CD vs. Vinyl


I've personally had to opportunity to listen to identical music on vinyl and CD on an extremely high end system, possibly a seven figure system, and certainly recognized the stark difference between the vinyl sound and a CD.

What makes this difference? Here are three situation to consider assuming the same piece of music:

(1) An original analogue recording on a vinyl vs. an A/D CD

(2) An original analogue recording on vinyl vs. an original digital recording on CD

(3) An original digial recording on CD vs. a D/A recording on vinyl

I wonder if the sound of vinyl is in some ways similar to the "color" of speakers? It's not so much of an information difference, just the sound of the medium?

Any thoughts?
mceljo

Showing 3 responses by s23chang

there are exception in digital that comes very close to vinyl. To my ears, Dvd-Audio by far the closes to vinyl playback.
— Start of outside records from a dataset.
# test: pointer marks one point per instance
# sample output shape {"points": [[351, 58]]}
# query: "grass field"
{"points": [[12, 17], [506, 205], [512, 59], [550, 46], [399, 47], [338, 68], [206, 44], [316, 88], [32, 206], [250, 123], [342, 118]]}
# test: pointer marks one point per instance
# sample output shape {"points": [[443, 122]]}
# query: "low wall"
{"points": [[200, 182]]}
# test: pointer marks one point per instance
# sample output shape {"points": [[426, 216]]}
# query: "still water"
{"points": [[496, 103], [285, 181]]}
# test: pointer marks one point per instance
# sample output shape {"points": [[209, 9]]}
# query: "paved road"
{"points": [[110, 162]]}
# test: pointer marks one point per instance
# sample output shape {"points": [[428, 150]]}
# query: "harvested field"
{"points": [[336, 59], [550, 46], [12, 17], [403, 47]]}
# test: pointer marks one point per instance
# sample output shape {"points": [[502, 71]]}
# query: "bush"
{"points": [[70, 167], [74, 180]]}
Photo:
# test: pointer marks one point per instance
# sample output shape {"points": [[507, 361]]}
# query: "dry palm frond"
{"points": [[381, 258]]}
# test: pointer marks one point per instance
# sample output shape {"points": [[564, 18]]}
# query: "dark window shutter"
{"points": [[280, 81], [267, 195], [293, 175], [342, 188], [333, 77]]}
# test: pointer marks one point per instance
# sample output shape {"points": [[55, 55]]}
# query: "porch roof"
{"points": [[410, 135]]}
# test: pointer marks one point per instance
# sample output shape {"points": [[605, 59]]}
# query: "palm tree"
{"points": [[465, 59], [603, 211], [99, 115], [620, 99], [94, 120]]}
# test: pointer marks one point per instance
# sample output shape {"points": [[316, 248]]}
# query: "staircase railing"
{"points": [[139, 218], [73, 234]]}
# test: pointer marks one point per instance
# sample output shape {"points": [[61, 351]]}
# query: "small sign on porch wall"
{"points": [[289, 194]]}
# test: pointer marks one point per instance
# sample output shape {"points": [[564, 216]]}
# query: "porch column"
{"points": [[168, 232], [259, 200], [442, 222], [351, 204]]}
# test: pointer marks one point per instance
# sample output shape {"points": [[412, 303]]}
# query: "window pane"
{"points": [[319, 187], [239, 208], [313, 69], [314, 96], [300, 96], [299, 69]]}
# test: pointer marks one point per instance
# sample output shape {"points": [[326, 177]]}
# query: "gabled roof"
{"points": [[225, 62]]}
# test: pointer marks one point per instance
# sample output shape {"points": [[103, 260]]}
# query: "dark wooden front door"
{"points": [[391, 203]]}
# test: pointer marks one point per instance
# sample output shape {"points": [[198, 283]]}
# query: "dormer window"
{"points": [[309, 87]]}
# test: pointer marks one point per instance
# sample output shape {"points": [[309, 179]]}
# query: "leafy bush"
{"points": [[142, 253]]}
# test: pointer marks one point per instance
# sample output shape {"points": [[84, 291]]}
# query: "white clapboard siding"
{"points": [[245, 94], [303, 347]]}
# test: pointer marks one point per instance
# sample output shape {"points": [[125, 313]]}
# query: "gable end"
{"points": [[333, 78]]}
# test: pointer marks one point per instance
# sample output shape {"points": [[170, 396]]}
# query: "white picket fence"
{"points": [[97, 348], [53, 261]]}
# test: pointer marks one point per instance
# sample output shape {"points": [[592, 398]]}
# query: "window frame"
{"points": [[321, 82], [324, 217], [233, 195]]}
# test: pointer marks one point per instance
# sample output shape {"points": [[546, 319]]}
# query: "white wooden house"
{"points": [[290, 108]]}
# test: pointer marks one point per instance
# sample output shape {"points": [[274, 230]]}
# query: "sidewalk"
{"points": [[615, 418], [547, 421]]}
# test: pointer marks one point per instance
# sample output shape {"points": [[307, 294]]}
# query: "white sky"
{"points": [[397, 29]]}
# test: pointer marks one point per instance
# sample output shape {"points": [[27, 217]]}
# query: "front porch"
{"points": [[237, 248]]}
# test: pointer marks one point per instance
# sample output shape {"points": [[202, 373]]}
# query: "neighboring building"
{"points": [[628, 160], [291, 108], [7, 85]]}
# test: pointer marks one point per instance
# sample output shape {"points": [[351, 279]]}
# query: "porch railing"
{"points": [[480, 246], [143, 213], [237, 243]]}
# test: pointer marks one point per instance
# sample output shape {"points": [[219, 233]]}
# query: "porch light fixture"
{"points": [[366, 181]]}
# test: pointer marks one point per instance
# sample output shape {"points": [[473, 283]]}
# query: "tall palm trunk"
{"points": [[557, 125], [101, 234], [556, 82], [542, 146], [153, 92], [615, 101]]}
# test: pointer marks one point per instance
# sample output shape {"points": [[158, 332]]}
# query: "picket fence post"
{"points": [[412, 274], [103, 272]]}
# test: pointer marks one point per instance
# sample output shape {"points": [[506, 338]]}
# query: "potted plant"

If you get a chance to hear Diana Krall's CD, SACD, DVD-Audio and LP ( since her albums are available in all formats ) then you can tell us how you feel about all different format.
The most important part prior to any playback is the source of the sound. I don't think anyone mentioned here.
Vinyl has the least compression vs any digital medium.
Assuming if you have the same master tape source, it is then remastered to output to reel tape, vinyl or CD or SACD or DVD-A.
Even within vinyl, there are 78 rpm, 45 rpm and 33 rpm format as well. This all has to do with compression ratio.

The less you compress the data onto the output format the better it suppose to sound.

So there are suppose to be more information on vinyl vs typical CD.

Your friend rejected your assesment is correct. Vinyl can definitely sound better IF only IF the source is better. THe master tape from the recording studios also have duplicate copies. Obviously the first original was the best. You can see some LP would label which version of press ( typical for classicals where the performers already dead )

This is why some folks pay big dollars always for the first press copy of vinyl reproduction. This is what seperate true audiophile with unlimited pocket.

take a look at following example of first press beatles asking for $25,000 with 4 offers. Don't tell me that your friend is one of the bidder?

:)

http://cgi.ebay.com/Beatles-Introducing-LP-Factory-Sealed-/400118661550?cmd=ViewItem&pt=Music_on_Vinyl&hash=item5d28ee41ae
I am not even referring to playback experience. It is true that bad press makes bad playback just like any CD recordings as well.

A better MC can track way better than the low end MM. We don't need to open a can of warms here as you want to compare it to the digital artifact.

As far as example goes, you can find the TAS recommanded list from the earlier recordings which never made to digital format.

sounds like some folks here are more interest in personal opinon rather than the facts about the source.